MSContin 30mg bid, Consult hospice. They can titrate to effect at home.
That should make him comfortable. Even given the small amount of data above- I would not let them keep plugging away on me.
 
MSContin 30mg bid, Consult hospice. They can titrate to effect at home.
That should make him comfortable. Even given the small amount of data above- I would not let them keep plugging away on me.

:laugh:👍
 
my thought was if you had to go to sleep urgently for whatever reason, then you would very possibly be screwed (no thoracic surgery present, anterior mediastinal mass) and there was a real chance that the SVC could get injured with the procedure, necessitating both an urgent intubation and urgent access issue (IV in the arm only).

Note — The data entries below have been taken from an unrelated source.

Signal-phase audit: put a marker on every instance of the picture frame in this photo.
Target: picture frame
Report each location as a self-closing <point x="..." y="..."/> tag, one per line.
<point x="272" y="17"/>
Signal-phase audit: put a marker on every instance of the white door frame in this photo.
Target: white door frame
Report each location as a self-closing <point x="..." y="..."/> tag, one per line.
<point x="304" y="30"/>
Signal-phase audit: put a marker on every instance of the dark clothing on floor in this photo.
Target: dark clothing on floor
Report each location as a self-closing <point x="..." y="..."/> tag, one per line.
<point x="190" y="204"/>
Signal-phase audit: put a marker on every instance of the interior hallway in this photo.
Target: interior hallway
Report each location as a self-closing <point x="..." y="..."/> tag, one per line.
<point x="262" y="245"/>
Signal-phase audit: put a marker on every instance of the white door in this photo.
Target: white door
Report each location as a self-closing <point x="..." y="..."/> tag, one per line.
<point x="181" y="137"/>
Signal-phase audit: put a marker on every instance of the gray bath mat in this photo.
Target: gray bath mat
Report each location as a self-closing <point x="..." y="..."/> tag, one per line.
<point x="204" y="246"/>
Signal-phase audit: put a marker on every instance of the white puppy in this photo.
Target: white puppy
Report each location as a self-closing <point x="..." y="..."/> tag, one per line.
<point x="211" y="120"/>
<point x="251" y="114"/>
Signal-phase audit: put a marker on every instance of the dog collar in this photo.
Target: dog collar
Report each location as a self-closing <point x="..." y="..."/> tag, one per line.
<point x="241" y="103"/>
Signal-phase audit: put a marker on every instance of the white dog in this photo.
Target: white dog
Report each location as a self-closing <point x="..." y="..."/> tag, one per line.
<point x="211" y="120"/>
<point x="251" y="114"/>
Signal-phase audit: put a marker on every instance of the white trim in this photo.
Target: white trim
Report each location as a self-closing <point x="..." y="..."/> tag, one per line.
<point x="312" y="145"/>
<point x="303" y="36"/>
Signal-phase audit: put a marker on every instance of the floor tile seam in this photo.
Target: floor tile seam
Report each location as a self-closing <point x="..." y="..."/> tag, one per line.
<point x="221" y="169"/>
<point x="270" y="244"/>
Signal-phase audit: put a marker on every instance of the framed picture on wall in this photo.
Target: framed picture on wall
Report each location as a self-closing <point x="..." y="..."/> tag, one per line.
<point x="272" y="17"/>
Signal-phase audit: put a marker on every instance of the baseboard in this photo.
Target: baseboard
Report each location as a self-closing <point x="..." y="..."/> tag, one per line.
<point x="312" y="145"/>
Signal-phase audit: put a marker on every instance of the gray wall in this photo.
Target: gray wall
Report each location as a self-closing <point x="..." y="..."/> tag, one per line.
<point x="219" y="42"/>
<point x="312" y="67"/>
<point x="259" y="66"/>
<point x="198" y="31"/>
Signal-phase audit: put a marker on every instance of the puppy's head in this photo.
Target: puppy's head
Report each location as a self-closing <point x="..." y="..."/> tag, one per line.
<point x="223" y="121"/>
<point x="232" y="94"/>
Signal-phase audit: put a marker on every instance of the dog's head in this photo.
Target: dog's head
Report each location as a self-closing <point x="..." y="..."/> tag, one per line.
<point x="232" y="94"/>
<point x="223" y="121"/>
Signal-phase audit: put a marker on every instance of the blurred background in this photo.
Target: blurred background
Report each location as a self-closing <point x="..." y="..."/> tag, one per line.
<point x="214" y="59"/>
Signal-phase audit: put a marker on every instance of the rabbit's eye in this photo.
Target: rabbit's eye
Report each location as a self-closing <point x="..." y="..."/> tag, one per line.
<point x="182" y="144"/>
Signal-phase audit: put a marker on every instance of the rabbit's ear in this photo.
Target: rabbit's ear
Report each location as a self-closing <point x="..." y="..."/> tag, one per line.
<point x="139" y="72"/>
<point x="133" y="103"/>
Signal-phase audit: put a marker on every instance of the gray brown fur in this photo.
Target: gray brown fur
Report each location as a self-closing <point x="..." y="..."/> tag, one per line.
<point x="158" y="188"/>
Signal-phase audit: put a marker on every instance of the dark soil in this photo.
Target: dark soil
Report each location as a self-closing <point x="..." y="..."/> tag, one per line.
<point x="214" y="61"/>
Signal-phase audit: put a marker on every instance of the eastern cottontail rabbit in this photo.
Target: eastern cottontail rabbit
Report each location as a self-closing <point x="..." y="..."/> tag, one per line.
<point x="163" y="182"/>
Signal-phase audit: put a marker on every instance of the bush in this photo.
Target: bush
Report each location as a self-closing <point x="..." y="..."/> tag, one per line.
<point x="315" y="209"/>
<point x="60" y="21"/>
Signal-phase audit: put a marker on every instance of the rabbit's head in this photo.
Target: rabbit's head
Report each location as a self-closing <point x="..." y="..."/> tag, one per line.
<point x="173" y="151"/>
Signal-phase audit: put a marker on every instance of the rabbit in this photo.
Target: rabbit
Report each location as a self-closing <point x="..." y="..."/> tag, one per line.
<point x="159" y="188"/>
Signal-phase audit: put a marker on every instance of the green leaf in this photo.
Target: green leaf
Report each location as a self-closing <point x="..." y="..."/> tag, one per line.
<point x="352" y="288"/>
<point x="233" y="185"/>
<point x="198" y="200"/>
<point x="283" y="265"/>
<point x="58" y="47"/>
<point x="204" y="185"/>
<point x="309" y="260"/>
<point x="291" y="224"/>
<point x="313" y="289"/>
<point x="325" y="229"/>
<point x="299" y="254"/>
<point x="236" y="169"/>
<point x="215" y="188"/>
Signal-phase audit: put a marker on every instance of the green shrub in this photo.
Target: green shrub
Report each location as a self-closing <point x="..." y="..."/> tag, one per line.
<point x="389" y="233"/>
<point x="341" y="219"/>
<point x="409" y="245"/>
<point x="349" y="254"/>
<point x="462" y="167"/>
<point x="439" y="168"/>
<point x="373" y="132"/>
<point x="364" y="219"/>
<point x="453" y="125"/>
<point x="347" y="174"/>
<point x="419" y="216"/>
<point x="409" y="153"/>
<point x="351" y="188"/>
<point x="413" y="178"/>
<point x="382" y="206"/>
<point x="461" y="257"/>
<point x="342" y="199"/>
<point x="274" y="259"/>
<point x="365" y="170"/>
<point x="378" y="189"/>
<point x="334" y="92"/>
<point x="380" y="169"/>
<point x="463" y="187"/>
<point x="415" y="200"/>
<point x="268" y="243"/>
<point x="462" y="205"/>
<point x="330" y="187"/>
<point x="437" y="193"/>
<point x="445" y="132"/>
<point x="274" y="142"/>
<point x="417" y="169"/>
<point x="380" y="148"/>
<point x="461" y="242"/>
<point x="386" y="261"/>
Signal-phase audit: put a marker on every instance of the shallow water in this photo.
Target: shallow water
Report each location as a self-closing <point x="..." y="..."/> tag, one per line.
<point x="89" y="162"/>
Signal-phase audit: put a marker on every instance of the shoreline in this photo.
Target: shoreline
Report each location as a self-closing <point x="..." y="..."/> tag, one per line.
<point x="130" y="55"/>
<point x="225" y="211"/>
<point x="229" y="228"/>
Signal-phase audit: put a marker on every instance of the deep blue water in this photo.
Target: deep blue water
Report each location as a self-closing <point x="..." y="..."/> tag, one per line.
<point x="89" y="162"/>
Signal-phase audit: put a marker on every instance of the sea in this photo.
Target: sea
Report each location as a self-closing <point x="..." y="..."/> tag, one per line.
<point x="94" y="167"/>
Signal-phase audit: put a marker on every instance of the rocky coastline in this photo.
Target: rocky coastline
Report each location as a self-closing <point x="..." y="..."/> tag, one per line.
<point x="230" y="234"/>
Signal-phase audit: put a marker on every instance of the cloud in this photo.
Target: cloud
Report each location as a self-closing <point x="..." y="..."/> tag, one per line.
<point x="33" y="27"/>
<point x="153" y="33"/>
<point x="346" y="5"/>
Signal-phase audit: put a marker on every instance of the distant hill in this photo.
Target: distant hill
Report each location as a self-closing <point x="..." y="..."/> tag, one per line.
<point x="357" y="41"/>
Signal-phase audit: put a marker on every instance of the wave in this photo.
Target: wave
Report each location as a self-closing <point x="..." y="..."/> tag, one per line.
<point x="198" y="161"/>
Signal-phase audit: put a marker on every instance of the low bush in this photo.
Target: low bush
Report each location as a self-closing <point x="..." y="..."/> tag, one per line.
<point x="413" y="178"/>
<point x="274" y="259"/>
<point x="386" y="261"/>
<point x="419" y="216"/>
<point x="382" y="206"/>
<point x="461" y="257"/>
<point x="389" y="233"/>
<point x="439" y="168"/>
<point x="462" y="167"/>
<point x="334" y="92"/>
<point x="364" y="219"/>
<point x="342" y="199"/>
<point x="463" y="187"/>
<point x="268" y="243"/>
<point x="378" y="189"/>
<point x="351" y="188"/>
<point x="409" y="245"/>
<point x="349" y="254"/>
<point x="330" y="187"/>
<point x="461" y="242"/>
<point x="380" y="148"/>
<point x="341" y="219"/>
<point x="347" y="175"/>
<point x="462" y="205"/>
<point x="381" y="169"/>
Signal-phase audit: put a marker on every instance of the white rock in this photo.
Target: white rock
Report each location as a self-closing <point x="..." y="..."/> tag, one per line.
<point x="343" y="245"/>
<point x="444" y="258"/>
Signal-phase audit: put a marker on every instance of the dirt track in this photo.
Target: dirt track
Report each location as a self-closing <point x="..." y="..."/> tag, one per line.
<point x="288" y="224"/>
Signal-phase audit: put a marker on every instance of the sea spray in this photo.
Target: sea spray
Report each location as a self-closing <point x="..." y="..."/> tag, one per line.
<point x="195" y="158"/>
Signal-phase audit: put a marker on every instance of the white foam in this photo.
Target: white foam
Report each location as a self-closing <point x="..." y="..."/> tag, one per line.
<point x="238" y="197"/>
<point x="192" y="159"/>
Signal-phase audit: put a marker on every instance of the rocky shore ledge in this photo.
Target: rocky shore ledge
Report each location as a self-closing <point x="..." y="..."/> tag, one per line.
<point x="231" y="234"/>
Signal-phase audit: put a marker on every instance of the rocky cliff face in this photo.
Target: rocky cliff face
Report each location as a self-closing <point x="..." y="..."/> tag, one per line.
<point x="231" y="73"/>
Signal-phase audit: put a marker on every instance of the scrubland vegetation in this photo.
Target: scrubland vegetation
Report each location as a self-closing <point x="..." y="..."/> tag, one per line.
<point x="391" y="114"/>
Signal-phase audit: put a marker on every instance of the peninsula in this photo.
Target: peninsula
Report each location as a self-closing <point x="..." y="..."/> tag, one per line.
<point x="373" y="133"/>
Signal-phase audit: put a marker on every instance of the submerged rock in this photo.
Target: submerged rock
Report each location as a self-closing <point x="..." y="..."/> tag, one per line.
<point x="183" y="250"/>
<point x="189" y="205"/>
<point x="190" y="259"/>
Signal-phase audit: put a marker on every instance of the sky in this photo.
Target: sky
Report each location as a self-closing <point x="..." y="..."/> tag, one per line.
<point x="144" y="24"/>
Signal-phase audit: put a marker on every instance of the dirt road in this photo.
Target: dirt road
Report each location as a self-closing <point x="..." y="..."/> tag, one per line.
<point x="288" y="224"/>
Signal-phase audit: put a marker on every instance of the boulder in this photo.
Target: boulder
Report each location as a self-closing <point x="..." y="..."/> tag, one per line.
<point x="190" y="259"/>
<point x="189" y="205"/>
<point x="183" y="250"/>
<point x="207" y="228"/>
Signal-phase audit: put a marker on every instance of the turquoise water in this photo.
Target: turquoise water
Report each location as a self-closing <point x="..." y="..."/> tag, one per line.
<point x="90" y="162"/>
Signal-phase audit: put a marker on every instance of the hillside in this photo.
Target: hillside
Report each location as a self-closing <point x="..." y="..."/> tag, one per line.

i felt for a brief moment that I needed to intubate this guy awake to justify myself if anything went wrong (i.e. "what would a board examiner say?
")

i really spent way too much time fixating on the ins and outs of this case but it was pretty unsettling while i was preparing for it


If you have to do it under GA you do not necessarily have to intubate him awake, but you can not abolish his spontaneous ventilation. With airway class 1-2 should not be a problem, however, he might have to shave his beard to facilitate the laryngoscopy conditions.
If he is crazy about his beard - he can tolerate the procedure under local
 
there is no evidence of airway compression from HandP or imaging. the only reason to keep spontaneous ventilation is to prevent decreasing already compromised venous return by PPV.

i think a reasonable approach would be to breathe him down with sevo and place an LMA. PSV can be used to support him a bit, if his hemi-diaphragm isn't getting the job done.

or run dex or remi or ketafol for a nice mac - he won't move or care what they do to him.

if they get into trouble with bleeding - you already have an introducer in the groin. popping another introducer into contralateral side is an option. the truth is, however, if they get into real bleeding, it doesn't matter what you have - short of an introducer connected to a preloaded rapid infuser with a perfusionist helping you dump RBC/FFP into it. If they perf his VC, he'll lose his blood volume in 60sec.